CUDA error from spconv
See original GitHub issueHi,
we are training the listed model on kitti, when it comes to both of the ParttA2 models, a CUDA error from spconv pop up. For other models which use spconv, the training processes are fine. So we think that the spconv installation is good.
File "train.py", line 198, in <module>
main()
File "train.py", line 170, in main
merge_all_iters_to_one_epoch=args.merge_all_iters_to_one_epoch
File "/workspace/wanghuijie-data/pcdet/scripts/train_utils/train_utils.py", line 93, in train_model
dataloader_iter=dataloader_iter
File "/workspace/wanghuijie-data/pcdet/scripts/train_utils/train_utils.py", line 38, in train_one_epoch
loss, tb_dict, disp_dict = model_func(model, batch)
File "/workspace/wanghuijie-data/pcdet/pcdet/models/__init__.py", line 30, in model_func
ret_dict, tb_dict, disp_dict = model(batch_dict)
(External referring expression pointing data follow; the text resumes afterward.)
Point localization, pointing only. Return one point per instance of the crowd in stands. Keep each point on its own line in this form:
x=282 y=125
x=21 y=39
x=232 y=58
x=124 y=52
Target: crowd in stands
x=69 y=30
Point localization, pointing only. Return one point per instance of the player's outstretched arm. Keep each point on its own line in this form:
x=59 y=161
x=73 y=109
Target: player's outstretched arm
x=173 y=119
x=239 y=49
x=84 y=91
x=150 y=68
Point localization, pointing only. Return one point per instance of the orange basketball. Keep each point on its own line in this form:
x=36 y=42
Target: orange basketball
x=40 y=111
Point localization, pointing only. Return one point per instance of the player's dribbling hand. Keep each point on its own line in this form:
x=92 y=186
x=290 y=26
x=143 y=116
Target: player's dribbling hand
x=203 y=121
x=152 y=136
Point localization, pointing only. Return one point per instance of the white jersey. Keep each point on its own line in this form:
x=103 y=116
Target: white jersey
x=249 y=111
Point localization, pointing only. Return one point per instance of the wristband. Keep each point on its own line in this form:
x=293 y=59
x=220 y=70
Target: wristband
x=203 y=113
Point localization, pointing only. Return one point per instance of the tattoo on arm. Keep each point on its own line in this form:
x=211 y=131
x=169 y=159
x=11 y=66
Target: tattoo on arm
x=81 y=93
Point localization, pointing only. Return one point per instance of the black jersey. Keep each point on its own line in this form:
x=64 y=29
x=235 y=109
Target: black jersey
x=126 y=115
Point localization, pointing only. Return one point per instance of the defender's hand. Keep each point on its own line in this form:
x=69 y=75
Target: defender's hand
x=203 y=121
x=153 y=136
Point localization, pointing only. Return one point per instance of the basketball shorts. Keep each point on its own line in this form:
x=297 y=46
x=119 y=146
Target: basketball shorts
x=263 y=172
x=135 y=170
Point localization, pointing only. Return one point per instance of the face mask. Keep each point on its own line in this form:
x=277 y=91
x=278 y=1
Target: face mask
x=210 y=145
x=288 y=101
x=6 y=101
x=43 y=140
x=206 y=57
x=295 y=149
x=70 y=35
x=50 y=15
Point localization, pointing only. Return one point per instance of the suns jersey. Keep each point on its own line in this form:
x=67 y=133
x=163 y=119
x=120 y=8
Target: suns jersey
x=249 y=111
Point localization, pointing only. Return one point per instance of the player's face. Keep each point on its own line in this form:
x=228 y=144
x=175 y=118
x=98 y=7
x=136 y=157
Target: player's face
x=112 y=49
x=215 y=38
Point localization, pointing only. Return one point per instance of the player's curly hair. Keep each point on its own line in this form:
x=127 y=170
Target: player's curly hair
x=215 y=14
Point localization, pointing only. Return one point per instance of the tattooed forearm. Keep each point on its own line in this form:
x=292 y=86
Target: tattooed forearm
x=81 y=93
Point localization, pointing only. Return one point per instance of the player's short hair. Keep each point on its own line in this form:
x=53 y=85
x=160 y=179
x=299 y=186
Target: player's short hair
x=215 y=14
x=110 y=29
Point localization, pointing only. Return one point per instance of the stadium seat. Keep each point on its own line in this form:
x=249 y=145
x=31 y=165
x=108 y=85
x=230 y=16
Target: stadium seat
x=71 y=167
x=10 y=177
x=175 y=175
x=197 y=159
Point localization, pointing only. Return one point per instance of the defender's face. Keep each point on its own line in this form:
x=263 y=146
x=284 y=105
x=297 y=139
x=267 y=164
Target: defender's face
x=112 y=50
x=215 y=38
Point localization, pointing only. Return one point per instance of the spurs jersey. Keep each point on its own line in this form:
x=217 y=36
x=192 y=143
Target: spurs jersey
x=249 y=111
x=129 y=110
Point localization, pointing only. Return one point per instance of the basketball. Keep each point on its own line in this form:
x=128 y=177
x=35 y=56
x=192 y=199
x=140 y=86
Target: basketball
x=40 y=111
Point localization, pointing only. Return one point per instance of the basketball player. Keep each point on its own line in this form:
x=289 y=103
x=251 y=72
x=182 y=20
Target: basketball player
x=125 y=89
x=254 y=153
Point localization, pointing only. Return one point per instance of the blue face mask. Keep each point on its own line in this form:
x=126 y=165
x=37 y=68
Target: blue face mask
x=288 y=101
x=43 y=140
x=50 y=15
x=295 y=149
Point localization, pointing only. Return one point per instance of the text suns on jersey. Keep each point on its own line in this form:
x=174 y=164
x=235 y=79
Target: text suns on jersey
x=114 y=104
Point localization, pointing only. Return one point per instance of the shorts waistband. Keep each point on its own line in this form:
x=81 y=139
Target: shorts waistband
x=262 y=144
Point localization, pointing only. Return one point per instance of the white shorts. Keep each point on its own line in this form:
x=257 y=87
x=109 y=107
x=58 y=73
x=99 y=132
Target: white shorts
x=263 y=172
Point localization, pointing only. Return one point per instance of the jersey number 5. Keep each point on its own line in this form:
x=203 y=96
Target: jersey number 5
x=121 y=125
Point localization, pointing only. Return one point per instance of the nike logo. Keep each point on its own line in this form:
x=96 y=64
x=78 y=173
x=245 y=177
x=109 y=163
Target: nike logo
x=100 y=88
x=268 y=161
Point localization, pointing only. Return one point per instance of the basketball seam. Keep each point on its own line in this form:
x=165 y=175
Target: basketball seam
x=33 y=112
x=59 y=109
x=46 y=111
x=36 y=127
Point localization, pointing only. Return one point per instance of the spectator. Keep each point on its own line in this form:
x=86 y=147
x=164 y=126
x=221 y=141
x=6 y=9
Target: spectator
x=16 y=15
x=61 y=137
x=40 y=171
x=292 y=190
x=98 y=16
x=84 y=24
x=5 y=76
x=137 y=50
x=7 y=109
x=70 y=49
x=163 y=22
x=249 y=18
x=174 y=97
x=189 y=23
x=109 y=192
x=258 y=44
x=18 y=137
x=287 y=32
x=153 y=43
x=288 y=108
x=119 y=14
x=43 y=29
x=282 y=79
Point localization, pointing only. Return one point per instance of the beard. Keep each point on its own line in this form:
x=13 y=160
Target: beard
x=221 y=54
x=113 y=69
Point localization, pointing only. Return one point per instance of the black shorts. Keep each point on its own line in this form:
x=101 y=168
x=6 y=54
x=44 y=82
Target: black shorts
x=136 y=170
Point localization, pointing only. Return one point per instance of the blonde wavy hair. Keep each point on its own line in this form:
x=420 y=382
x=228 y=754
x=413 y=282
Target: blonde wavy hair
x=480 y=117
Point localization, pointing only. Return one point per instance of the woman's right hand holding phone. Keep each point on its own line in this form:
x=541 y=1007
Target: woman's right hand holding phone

File "/workspace/.venv/point-cloud/lib/python3.6/site-packages/torch/nn/modules/module.py", line 889, in _call_impl
result = self.forward(*input, **kwargs)
File "/workspace/.venv/point-cloud/lib/python3.6/site-packages/torch/nn/parallel/distributed.py", line 705, in forward
output = self.module(*inputs[0], **kwargs[0])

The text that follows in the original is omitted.